Hello herkese merhaba napiosunuz şiki şiki şiki, bu arada ben Ceyda kasabalı olmamam, Ceyda abla girişi yapmayacağım anlamına gelmez. Neyse ben Duru 17 yaşında sıradan bir kızım, ne bekliyordunuz ki?
Sihirli saçlarım yok, prenses değilim, yıldırım çakan bir çekicim yok, zamanında Ruslar tarafından bir örgüt için asker olarak yetiştirilmedim ve en önemlisi akrabalarına büyü yapan halam değilim. Halama buradan selamlar seni seviyorum halacım (umarım buraları görmezsin), yukarıda bahsi geçen hiçbir şeyi göremeyeceksiniz.
Ya da görebilecek misiniz? Ayh ne bilim ben senarist ben değilim. Acaba senarist mi olsam? Neyse neyse Marvel fanıyım, yani abartılı fanlardanım. Evde çizgi roman koleksiyonum var, gönül isterdi figür koleksiyonu yapmak ama maalesef Türkiye ekonomisi ortada...
Bugün günlerden Cuma'ydı ve ben her hafta cuma yaptığım gibi önce dönerciye gidip döner yemiştim. Daha sonra eve gelerek üzerimi değiştirmiştim ve arkadaşlarımla buluşmaya gidecektim.
Ayakkabılarımı giyerken çalan telefonumu açtım "Efendim kurbağacım" canım arkadaşımın sesi diğer taraftan duyuldu "Duru sen nerdesin?" Asansöre bir bakış attım "Otobüs bekliyorum" yalanda master yaptığım için anlamamıştı ve tamam deyip kapatmıştı.
Bence annemler bana Duru değil de Banu Yalanoğlu ismini vermeliymiş. Çünkü bu kadar yalanı bir Banu bir de ben söyleyebiliyorum. Yakında üniversite diye gidip bir evde doğum bile beklerim ben valla benden beklenir.
Asansörü kullanmak yerine merdivenlerden ikişer ikişer indim ve binadan çıkarak koşmaya başladım. Otobüs durağına gelince otobüsü kaçırdığım için içimden küfrederek buluşma yerine doğru yürümeye başladı.
Ana yoldan gidersem yol 15 dakika uzayacağı için ara sokaklardan gitmeye başladım ama hesaba katmadığım bir şey vardı. Ben gelmeye gelmeye buraları unutmuştum, en son 8. Sınıfta dershaneye giderken bu yolu kullanıyordum ve şimdi 12. Sınıfım off Allah'tan sarışın ama salak değilim.
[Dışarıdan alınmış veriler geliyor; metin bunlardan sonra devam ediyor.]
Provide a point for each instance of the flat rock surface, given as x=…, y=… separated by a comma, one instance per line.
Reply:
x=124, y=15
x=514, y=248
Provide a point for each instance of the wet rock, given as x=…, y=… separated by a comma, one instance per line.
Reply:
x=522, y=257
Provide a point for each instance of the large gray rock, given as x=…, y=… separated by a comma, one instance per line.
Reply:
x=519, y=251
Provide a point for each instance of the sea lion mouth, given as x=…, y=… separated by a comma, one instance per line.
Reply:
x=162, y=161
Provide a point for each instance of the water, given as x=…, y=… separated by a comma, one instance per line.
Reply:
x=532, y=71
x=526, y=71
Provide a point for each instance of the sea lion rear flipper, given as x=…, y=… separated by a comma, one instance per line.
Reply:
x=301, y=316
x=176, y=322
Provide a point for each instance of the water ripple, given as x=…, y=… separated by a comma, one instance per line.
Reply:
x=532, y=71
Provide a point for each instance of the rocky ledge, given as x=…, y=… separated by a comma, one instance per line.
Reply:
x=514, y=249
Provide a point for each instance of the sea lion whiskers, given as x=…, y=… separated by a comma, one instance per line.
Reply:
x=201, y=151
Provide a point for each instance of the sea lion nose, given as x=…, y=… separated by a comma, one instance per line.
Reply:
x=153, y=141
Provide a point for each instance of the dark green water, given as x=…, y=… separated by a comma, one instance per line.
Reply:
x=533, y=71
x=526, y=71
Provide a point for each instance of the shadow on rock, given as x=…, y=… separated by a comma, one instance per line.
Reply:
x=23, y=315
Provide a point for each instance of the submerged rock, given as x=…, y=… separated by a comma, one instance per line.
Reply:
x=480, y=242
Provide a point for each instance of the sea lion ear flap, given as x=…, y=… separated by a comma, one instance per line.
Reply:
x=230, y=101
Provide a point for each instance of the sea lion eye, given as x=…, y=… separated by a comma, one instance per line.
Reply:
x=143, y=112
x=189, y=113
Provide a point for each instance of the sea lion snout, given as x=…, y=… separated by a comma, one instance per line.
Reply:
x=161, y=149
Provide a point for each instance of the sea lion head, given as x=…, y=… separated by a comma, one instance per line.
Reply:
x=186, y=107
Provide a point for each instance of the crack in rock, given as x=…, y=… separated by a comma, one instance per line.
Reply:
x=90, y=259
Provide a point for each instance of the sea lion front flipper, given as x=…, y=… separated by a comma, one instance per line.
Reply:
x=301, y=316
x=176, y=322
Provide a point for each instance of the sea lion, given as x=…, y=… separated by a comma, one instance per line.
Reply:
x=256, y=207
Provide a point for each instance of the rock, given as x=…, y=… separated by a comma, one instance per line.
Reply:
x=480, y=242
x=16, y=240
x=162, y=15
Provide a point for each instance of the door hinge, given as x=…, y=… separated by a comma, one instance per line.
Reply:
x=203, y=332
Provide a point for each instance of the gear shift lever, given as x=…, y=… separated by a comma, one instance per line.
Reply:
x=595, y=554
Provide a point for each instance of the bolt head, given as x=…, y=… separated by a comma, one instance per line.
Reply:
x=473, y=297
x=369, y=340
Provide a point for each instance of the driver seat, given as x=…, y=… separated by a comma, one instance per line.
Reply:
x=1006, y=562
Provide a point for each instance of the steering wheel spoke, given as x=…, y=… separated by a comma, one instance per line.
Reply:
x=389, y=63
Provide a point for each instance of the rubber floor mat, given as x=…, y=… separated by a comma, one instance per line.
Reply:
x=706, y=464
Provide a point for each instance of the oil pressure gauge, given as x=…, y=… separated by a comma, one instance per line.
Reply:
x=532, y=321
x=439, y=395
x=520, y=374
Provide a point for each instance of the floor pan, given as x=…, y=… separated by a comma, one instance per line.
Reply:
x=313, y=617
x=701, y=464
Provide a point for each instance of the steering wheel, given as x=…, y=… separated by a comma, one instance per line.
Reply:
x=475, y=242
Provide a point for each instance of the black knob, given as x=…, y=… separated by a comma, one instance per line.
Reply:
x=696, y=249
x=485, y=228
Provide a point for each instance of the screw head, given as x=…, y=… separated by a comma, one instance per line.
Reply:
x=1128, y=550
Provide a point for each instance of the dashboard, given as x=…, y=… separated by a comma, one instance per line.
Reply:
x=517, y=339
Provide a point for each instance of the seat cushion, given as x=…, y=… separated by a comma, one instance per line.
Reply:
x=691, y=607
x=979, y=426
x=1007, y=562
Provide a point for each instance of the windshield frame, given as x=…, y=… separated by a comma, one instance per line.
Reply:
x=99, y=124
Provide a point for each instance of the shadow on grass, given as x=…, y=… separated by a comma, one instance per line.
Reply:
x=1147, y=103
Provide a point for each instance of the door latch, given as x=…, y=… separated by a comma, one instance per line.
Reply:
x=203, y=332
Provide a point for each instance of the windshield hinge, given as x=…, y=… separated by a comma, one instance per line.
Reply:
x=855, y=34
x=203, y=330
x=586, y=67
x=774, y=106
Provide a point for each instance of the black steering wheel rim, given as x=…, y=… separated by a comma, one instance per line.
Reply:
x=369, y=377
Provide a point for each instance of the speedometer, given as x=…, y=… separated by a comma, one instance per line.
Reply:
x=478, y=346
Cebimden telefonumu çıkartıp Google haritaları açtım ve buluşacağımız kafenin adını girerek tarif ettiği yolda ilerlemeye başladım. Beni çıkmaz sokağa sokan navigasyon ile küfrederek telefonu kapatıp cebime koydum.
Tam geri dönüp gidecekken duvarın oradan sesler duymam ile durdum "Merhaba, kimse var mı?" Kendimi korku filmindeki gerizekalı sarışın gibi hissediyorum. Sesin geldiği yöne ilerleyince duvarda sarı bir portal açıldığını gördüm.
Portal Doktor Strange'in portallarına benziyordu. Merakla portalın içinden girmem ile portal arkamdan kapandı ve kendimi Doktor Strange'in oturma odasında buldum. Nereden anladın derseniz Çizgi romanlarda bu odanın aynısını çok fazla gördüm.
"Kimse yok mu?" Arkamda hissettiğim hareketlilik ile kafamı çevirdim. Karşımda Doktor Strange ve Tony Stark vardı? Oha oha oha heyecandan dilim tutulmuş şekilde onlara bakarken Tony konuştu "Strange, ona büyü felan yapmadın değil mi?" Doktor Strange göz devirdi "Ben Doktor Stephan Strange ve sende Duru olmalısın" kafa salladım.
"Oha, inanamıyorum s-siz gerçeksiniz" Tony gülümsedi "Rüya olmamızı mı beklerdi?" Kafamı olumsuz anlamda salladım ve tam benim burada ne işim olduğunu soracakken Strange aklımı okumuş olacak ki cevapladı "Seni buraya neden getirdik diye eminim soruyorsundur. Sen bu evrene aitsin ve ben yüce büyücü olarak seni ait olduğun evrene getirdim" Hassiktir kesin dilim tutuldu.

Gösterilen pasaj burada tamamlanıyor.